Critias died on the slope. He had been the most aggressive of the Thirty Tyrants, the philosopher and second cousin of Plato's mother, and an architect of the regime that had executed perhaps fifteen hundred Athenians and exiled thousands more in the bitter year after Athens's surrender to Sparta. He had been part of the brilliant intellectual circle around Socrates, and had translated his ideas about elite rule into a government of summary executions and confiscations. On a spring day in 403 BC he led troops up a hillside above the port at Piraeus to crush a force of returning exiles. He was outnumbered five to one - and won easily - and he died anyway, killed in the chaos when the men he despised charged downhill at him.
The Thirty had been installed by Sparta after Athens's defeat in the Peloponnesian War, with a Spartan garrison on the Acropolis to back them up. Their rule was brief and savage.
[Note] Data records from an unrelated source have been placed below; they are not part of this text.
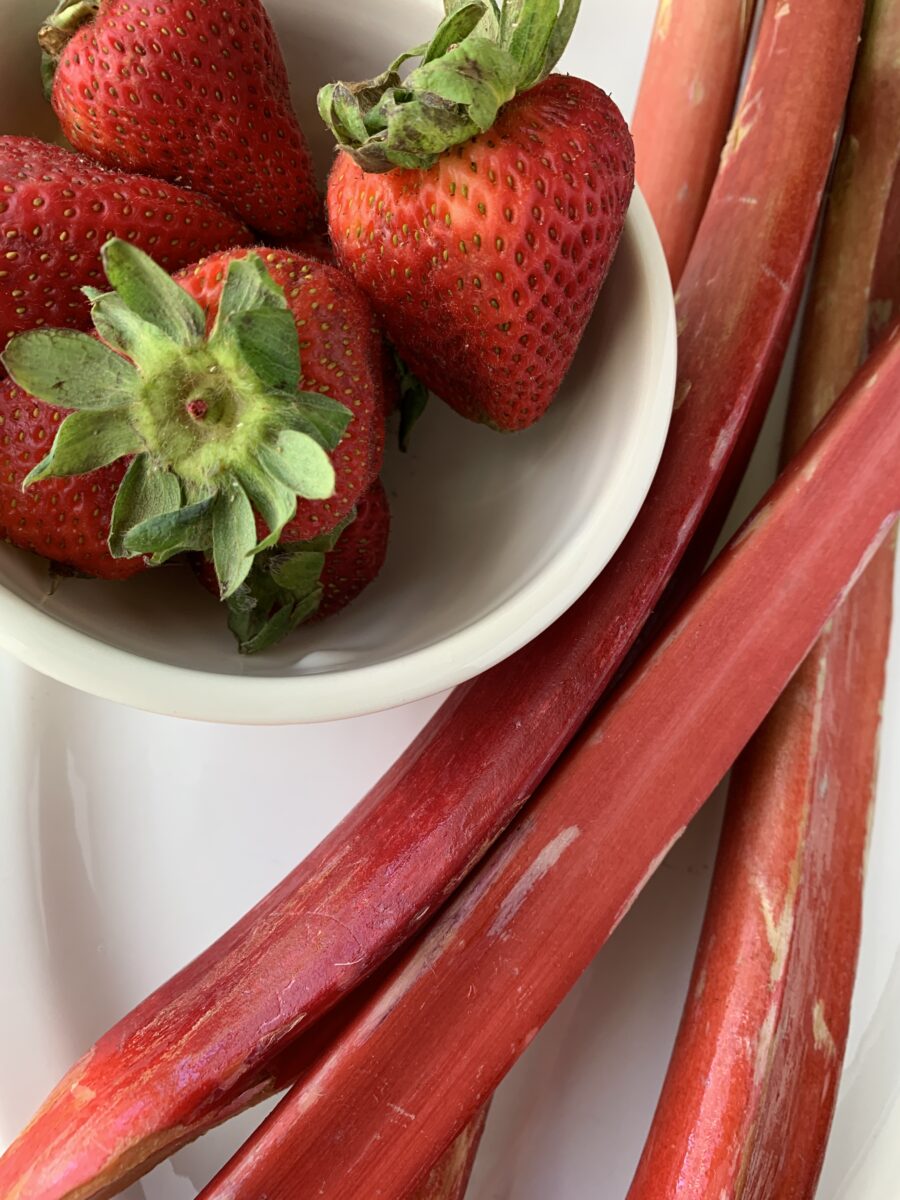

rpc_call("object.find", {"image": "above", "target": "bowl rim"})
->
[0,188,677,725]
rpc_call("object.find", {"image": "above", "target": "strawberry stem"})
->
[2,239,349,598]
[37,0,100,100]
[318,0,581,173]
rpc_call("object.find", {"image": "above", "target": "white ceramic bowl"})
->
[0,0,676,724]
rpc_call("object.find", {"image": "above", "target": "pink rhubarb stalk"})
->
[631,0,756,281]
[629,0,900,1200]
[0,0,863,1200]
[200,324,900,1200]
[407,1108,487,1200]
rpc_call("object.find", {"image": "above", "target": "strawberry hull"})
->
[0,379,148,581]
[175,246,385,541]
[200,324,900,1200]
[0,0,862,1200]
[328,76,635,431]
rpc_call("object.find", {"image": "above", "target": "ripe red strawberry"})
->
[2,239,384,598]
[197,480,390,654]
[40,0,319,236]
[316,480,391,620]
[0,137,251,350]
[175,248,386,541]
[319,0,634,430]
[0,379,146,580]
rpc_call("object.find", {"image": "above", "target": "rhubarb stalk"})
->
[200,323,900,1200]
[629,0,900,1200]
[631,0,755,282]
[0,0,862,1200]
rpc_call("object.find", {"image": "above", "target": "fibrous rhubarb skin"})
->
[629,0,900,1200]
[631,0,756,282]
[202,323,900,1200]
[0,0,862,1200]
[406,1108,487,1200]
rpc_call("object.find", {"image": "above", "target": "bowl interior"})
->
[0,0,668,707]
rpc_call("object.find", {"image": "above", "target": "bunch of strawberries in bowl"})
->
[0,0,634,653]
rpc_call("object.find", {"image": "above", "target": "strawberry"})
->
[176,248,386,541]
[197,480,390,654]
[319,0,634,430]
[0,379,146,580]
[316,480,391,619]
[40,0,319,236]
[2,239,384,598]
[0,137,251,350]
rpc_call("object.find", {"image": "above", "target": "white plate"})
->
[0,0,900,1200]
[0,0,676,725]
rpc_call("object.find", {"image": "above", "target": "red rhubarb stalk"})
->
[407,1108,487,1200]
[434,0,756,1180]
[0,0,863,1200]
[202,323,900,1200]
[631,0,755,281]
[629,0,900,1200]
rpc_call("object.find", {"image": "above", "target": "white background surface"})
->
[0,0,900,1200]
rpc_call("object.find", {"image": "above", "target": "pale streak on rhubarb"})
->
[0,0,862,1200]
[632,0,755,280]
[629,0,900,1200]
[200,325,900,1200]
[404,1110,487,1200]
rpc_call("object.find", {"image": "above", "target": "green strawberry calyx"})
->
[2,239,350,599]
[228,509,356,654]
[318,0,581,173]
[37,0,100,98]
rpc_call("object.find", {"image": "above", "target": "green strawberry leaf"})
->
[319,0,578,173]
[212,480,257,600]
[101,238,206,346]
[82,288,181,377]
[500,0,561,89]
[268,550,325,599]
[235,462,296,553]
[228,542,325,654]
[211,254,288,340]
[1,329,140,413]
[23,412,143,487]
[318,79,374,145]
[109,454,182,558]
[292,509,356,554]
[259,430,335,500]
[422,0,487,65]
[222,308,300,391]
[119,497,214,566]
[292,391,353,450]
[541,0,581,79]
Among those who fled was Thrasybulus, an Athenian general and democrat, who in late 404 BC seized the border fort of Phyle with a small group of exiles and held it against an attack. As word spread, men trickled out of Athens to join him. By the time Thrasybulus marched his thousand-strong force down to Piraeus by night, the Thirty's grip was already loosening. The exiles took the prominent hill of Munychia, the steep crag above the port that gave its name to the harbor below.
The Thirty's army formed up in the marketplace below - the Spartan garrison on the right, the oligarchs' troops on the left, fifty ranks deep against the exiles' ten. They were the better part of five thousand men. The exiles were a thousand. Xenophon records the speech Thrasybulus gave to his men: their enemies on the right were the same Spartans they had routed near Phyle just days before; the men on the left had wrongly driven them from their country. He told them to fight not just for themselves but for the right to walk into Athens by the front gate. Then the Thirty's forces began to climb the road. Before they reached the top, the exiles charged downhill at them.
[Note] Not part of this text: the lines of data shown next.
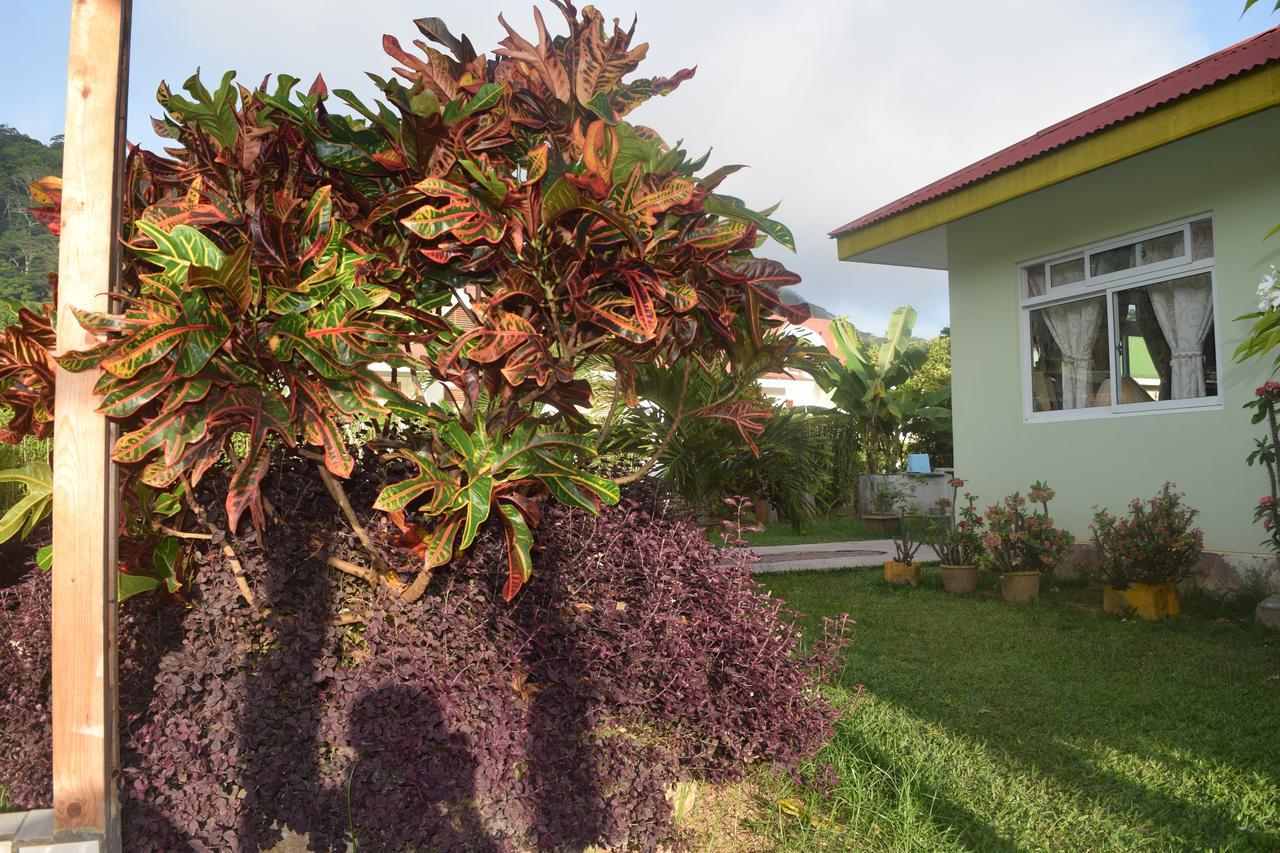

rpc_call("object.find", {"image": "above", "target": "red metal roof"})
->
[829,27,1280,237]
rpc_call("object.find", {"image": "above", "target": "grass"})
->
[751,560,1280,850]
[744,519,890,546]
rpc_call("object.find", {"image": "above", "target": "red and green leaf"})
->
[498,503,534,601]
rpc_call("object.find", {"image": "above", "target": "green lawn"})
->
[751,569,1280,850]
[744,519,892,546]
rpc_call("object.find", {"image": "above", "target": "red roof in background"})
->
[829,27,1280,237]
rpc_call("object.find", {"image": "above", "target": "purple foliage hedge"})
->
[0,489,838,852]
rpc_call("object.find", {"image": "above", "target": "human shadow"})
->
[512,584,609,850]
[237,514,332,850]
[343,684,497,853]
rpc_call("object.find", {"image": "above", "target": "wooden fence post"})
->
[52,0,132,850]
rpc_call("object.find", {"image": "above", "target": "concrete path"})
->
[732,539,938,574]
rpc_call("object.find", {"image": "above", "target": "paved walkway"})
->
[732,539,938,574]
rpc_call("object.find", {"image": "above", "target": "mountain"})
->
[778,287,836,320]
[0,124,63,302]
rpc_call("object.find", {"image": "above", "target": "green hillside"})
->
[0,124,63,302]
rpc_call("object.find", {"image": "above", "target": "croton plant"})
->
[0,3,804,598]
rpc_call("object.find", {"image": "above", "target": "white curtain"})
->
[1044,298,1106,409]
[1147,274,1213,400]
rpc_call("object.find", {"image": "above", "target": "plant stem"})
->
[316,462,381,562]
[613,360,692,485]
[182,474,257,608]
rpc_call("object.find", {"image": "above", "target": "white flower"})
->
[1258,265,1280,311]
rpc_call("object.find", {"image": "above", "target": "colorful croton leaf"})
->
[0,295,56,444]
[10,3,805,597]
[374,420,618,601]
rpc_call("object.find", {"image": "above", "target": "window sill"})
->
[1023,397,1225,424]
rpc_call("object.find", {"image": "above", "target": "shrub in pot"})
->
[863,480,915,533]
[931,479,983,596]
[884,504,924,587]
[1092,483,1204,619]
[980,482,1074,605]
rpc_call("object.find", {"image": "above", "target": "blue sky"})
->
[0,0,1280,333]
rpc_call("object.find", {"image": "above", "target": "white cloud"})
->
[129,0,1203,332]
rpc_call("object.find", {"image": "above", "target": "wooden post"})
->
[52,0,132,850]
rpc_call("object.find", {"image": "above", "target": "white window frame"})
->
[1015,213,1224,424]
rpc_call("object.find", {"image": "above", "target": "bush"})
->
[1091,483,1204,589]
[982,482,1075,575]
[0,471,836,850]
[0,542,52,808]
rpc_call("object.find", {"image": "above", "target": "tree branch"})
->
[182,474,257,610]
[316,462,381,564]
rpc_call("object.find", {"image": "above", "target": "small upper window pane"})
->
[1192,219,1213,260]
[1089,228,1187,275]
[1023,264,1046,298]
[1048,257,1084,287]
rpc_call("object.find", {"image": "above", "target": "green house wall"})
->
[947,109,1280,552]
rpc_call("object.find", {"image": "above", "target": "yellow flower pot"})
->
[1000,571,1039,605]
[884,560,920,587]
[1102,584,1181,619]
[942,564,978,596]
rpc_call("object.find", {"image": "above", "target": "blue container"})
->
[906,453,933,474]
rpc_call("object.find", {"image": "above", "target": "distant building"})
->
[759,316,836,409]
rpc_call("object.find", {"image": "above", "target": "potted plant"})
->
[982,482,1073,605]
[1092,483,1204,619]
[863,480,915,533]
[931,479,983,596]
[884,510,924,587]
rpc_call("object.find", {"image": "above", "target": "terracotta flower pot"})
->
[1000,571,1039,605]
[884,560,920,587]
[1102,584,1181,619]
[863,514,897,535]
[942,564,978,596]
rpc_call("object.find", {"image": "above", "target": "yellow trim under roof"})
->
[836,63,1280,260]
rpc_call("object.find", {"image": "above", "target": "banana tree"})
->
[814,305,951,474]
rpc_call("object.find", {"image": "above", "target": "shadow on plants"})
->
[819,590,1280,849]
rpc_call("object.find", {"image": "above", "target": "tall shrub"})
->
[0,4,800,598]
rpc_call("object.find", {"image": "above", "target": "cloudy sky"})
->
[0,0,1280,333]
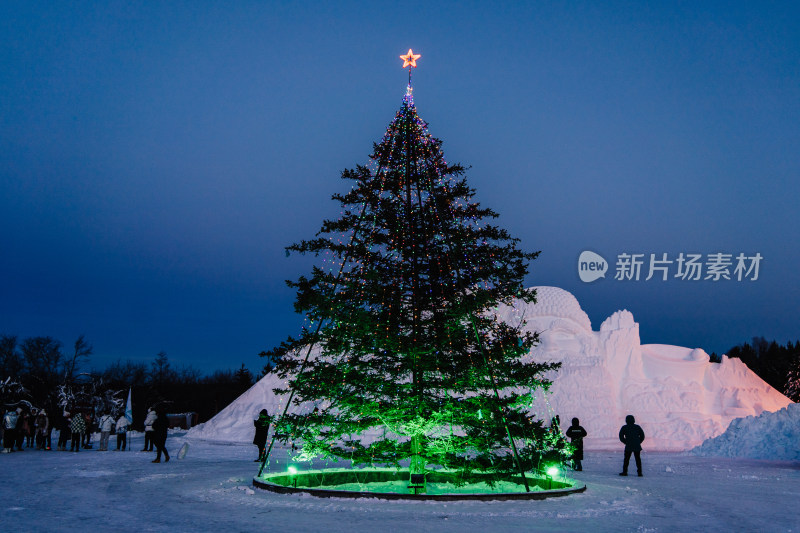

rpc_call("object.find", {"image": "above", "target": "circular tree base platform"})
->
[253,468,586,501]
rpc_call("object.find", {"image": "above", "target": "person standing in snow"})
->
[17,409,33,451]
[253,409,270,462]
[97,413,114,452]
[153,407,169,463]
[69,411,86,452]
[117,414,128,451]
[619,415,644,477]
[83,411,97,450]
[36,409,50,450]
[3,407,22,453]
[56,411,72,452]
[142,407,156,452]
[567,418,587,472]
Numbers matter less when the slope is wrong. The downhill momentum and the disorder of the climbing column did the rest. The oligarchic line broke. The exiles drove their enemies down to the level ground, killing perhaps seventy. Among the dead were Critias, the head of the regime, and Charmides, another of the Thirty - a man Plato remembered fondly enough to name a dialogue after him, but who had served a government that murdered citizens. They had grown up in the same families as the men they fought, in some cases the same households. The bodies on the slope were Athenians on both sides.
The next day, in Athens, the Thirty were deposed. They fled to Eleusis, a nearby town they had previously massacred to secure as a refuge. A new oligarchy of ten men was installed, but the city was now divided: the men in Piraeus held the port, and a cycle of small fights went on until Sparta itself stepped in. King Pausanias led a Spartan force to Athens, fought a face-saving engagement at Piraeus, and then negotiated. The settlement he arranged restored Athenian democracy. Athens issued an amnesty - one of the first in recorded history - that forbade prosecution for acts committed during the period of the Thirty, with a few specific exceptions. It did not heal everything. Socrates, who had associations with members of the regime, would be tried and executed within four years. But the city, for a generation, did not return to civil war.
Munychia is now Kastella, the residential hill above Mikrolimano in Piraeus, with whitewashed houses climbing its slopes and a chapel on top. The view from the summit takes in the Saronic Gulf and on a clear day the islands of Aegina and Salamis. The ancient theater of Munychia, where part of the action probably ranged, has been excavated nearby. The exact slope where Critias died cannot be located precisely - the centuries have built apartments over the marketplace, run roads through the line of advance, and turned the harbor below into one of Greece's busiest ports. But the geography is intact: the hill, the sea, the line of sight that made it strategically valuable. It is one of the better places in Athens to think about how a city decides what kind of city it wants to be.
Battle site at the hill of Munychia (modern Kastella) at 37.94N, 23.66E, in Piraeus, the port of Athens. Athens International Airport (LGAV) is roughly 30 km east; the harbor of Piraeus is one of the most recognizable features on the Saronic Gulf coast, with concentric inner harbors visible from cruise. Best viewing 5,000-10,000 ft on a clear day; the hill itself is a low rounded rise just inland from Mikrolimano, with the Acropolis of Athens visible as a flat-topped rock about 7 km to the northeast.